# Greta's prosyhetic foot



## tmsoday (Jun 11, 2011)

Greta is a young German Shepherd that arrive at Berkeley Animal Care and Services missing her right hind foot. The attached video shows Greta working with her prosthetic.

Fraulein Greta on Vimeo#


----------



## Cheyanna (Aug 18, 2012)

Amazing.


Sent from Petguide.com Free App


----------



## Mary Beth (Apr 17, 2010)

That is amazing. I hope Greta finds her forever home.


----------



## tmsoday (Jun 11, 2011)

Spelling could be much better. "Prosthetic", the "y" being next to the "t" my fingers got it wrong, and as a proof reader I definitely fail miserably


----------



## tmsoday (Jun 11, 2011)

More of Greta's videos and photos can be seen at:

https://www.facebook.com/GRETAFOOT


----------



## Jaders (Jul 8, 2012)

Wow. 
pretty cool!
Greta looks like she really does like that prosthetic!!


----------



## Msmaria (Mar 2, 2013)

Wow, dogs never cease to amaze me. What a beautiful girl.


----------



## tmsoday (Jun 11, 2011)

*Greta has her new foot now she needs a new home.*

What Greta truly needs is a forever home.
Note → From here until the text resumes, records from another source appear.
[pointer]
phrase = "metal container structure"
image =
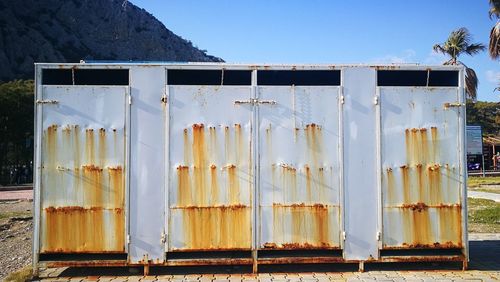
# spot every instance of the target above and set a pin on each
(141, 164)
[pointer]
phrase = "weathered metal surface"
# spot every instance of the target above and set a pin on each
(148, 174)
(359, 134)
(210, 168)
(420, 175)
(82, 162)
(299, 168)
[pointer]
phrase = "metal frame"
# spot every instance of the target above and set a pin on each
(255, 119)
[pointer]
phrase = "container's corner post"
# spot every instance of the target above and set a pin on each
(361, 267)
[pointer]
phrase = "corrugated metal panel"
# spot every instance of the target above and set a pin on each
(299, 168)
(210, 168)
(420, 175)
(82, 161)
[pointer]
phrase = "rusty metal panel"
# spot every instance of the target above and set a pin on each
(82, 181)
(361, 196)
(210, 187)
(422, 203)
(299, 167)
(147, 164)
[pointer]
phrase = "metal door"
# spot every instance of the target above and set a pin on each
(299, 164)
(83, 169)
(420, 157)
(211, 177)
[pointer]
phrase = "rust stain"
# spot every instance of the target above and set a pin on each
(187, 147)
(309, 226)
(51, 137)
(93, 185)
(434, 179)
(184, 186)
(202, 224)
(214, 187)
(116, 186)
(67, 230)
(89, 146)
(238, 139)
(234, 184)
(450, 224)
(289, 182)
(200, 164)
(76, 141)
(308, 183)
(435, 143)
(406, 183)
(391, 186)
(102, 146)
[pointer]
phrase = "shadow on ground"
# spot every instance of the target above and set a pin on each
(484, 256)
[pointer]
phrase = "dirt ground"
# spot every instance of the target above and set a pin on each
(16, 228)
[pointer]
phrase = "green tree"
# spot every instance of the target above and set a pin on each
(16, 122)
(494, 49)
(458, 43)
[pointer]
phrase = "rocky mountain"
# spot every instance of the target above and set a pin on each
(72, 30)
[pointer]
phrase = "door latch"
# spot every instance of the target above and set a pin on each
(47, 102)
(453, 105)
(255, 101)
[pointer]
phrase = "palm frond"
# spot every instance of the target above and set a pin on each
(438, 49)
(495, 9)
(494, 47)
(471, 83)
(474, 48)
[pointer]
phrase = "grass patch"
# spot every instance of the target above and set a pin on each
(484, 216)
(24, 274)
(478, 181)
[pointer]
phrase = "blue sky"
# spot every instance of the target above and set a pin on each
(314, 31)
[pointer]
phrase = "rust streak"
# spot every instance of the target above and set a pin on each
(234, 184)
(214, 187)
(231, 222)
(200, 164)
(435, 143)
(68, 230)
(184, 186)
(102, 147)
(406, 183)
(89, 146)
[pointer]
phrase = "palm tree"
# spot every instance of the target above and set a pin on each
(495, 31)
(458, 43)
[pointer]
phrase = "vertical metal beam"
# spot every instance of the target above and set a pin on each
(166, 188)
(360, 163)
(463, 160)
(37, 158)
(256, 174)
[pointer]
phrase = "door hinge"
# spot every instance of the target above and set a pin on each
(452, 105)
(163, 237)
(47, 102)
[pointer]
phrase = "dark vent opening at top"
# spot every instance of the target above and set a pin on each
(301, 77)
(85, 77)
(209, 77)
(417, 78)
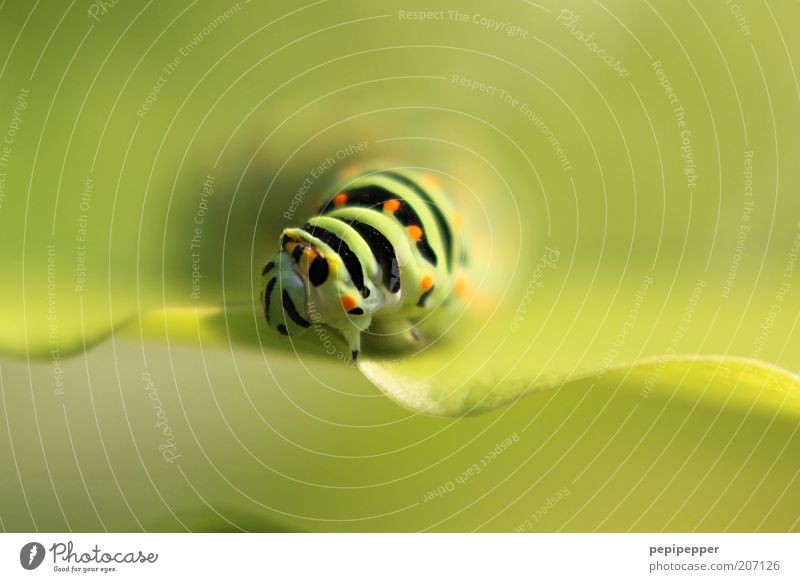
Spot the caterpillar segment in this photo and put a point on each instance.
(379, 256)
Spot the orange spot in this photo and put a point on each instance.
(349, 302)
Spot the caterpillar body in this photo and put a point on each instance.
(380, 255)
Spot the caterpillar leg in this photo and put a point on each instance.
(353, 338)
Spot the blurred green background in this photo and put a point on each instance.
(666, 180)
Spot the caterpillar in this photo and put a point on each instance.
(379, 255)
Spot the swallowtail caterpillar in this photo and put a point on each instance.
(379, 256)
She has been at Berkeley Animal Care and Services since October 2012. The shelter and the volunteers have contributed the funds necessary to obtain Greta's new foot> The staff at the shelter and the volunteers have been working with Greta while she adjust to the prosthetic.

If only someone would step forward and adopt Greta.


----------